The Geneva II conference took over headlines on Syria, with testy statements at Wednesday’s opening session giving way to indirect talks between the Assad and opposition delegations through United Nations envoy Lakhdar Brahimi.

By Monday, the discussions had brought a limited agreement on evacuation of women and children from besieged sections of Homs, Syria’s 3rd-largest city. However, the prospect of other arrangements — such as release of prisoners and those who have been kidnapped — appeared distant, and both sides drew line against a political settlement: the regime delegation said “terrorism” rather than a transitional government authority must be the priority, while the opposition said President Assad must leave power.

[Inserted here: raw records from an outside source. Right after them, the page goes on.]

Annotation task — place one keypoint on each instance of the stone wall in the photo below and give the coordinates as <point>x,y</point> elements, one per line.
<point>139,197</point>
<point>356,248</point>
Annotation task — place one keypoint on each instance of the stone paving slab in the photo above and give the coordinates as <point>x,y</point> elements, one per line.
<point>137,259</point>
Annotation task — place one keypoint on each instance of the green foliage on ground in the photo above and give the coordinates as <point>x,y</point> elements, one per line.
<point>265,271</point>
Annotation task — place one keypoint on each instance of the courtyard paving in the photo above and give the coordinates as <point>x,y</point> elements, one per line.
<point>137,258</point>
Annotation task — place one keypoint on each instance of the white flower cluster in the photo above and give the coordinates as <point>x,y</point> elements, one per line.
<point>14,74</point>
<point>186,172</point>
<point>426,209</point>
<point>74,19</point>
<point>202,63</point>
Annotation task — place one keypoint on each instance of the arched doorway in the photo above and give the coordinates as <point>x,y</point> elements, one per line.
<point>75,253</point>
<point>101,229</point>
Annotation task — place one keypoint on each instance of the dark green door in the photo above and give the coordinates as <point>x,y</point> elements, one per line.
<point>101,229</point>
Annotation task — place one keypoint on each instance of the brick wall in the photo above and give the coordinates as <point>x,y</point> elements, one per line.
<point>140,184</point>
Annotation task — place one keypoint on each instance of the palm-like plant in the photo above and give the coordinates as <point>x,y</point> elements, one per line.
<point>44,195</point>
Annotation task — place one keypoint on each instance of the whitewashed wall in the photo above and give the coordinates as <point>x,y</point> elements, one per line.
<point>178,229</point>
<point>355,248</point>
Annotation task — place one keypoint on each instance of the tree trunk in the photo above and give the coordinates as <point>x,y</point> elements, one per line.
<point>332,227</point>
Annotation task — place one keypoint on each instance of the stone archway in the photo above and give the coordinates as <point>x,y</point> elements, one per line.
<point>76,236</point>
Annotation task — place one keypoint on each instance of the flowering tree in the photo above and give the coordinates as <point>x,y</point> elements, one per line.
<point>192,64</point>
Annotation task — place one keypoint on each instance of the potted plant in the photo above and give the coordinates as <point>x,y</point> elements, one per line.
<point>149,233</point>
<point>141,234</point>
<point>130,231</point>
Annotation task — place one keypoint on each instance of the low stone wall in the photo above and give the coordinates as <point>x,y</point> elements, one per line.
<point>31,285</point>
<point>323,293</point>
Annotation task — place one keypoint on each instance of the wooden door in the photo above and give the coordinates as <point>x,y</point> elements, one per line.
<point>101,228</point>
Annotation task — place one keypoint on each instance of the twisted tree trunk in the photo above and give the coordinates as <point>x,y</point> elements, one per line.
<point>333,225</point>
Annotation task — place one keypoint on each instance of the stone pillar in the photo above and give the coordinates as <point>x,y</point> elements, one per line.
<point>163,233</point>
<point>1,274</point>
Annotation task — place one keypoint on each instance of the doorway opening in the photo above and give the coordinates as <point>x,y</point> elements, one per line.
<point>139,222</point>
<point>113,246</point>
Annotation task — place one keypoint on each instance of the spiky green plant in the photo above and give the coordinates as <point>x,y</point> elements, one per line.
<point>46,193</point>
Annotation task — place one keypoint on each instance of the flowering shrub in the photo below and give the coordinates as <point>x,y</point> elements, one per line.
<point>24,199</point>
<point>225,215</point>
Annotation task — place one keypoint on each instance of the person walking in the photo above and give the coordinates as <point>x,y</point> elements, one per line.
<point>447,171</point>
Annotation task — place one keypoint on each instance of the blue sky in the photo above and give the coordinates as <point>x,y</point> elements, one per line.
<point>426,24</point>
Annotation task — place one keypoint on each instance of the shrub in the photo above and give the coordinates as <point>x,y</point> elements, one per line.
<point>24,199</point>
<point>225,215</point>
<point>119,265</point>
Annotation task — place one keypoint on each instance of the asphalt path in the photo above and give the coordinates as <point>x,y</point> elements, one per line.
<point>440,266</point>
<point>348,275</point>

While the delegations maneuvered in Geneva, the Syrian military stepped up its airstrikes, particularly in and near Aleppo and Damascus. More than 20 bombs were dropped on Aleppo on a single day, while more than 10 landed in the Damascus suburb of Darayya on another. For three days in a row, the death toll topped 100.

The aerial bombardment did not appear to be doing more than holding insurgents at bay, however. There was no sign of regime progress near the capital to complement the local cease-fires they have reached in some Damascus suburbs. To the west and north of Aleppo, reports from the ground pointed to insurgent successes, countering any regime progress east of the city.

Meanwhile, the insurgency’s fight with the Islamic State of Iraq and as-Sham entered its fourth week with no prospect of resolution. Each side claimed victories, but the outcome is a patchwork, with insurgents dominant in Idlib Province in the northwest and in the east of Syria, ISIS holding Raqqa city, and both sides claiming parts of Aleppo Province.


Geneva II may bring small successes such as agreements for local evacuations, aid delieries, or even cease-fires, but there is no prospect of any broader settlement. For that to occur, each side would have to recognize the legitimacy of the other: the Assad delegation has said the opposition is a foreign-controlled puppet representing only a fraction of the Syrian people, and the opposition has maintained its line that President Assad has forfeited his right to govern.

The most important calculus will continue to be on the battlefield. Until one side gains a clear advantage, there is no prospect that the other will capitulate. For another week, the prospect of that “resolution” is non-existent.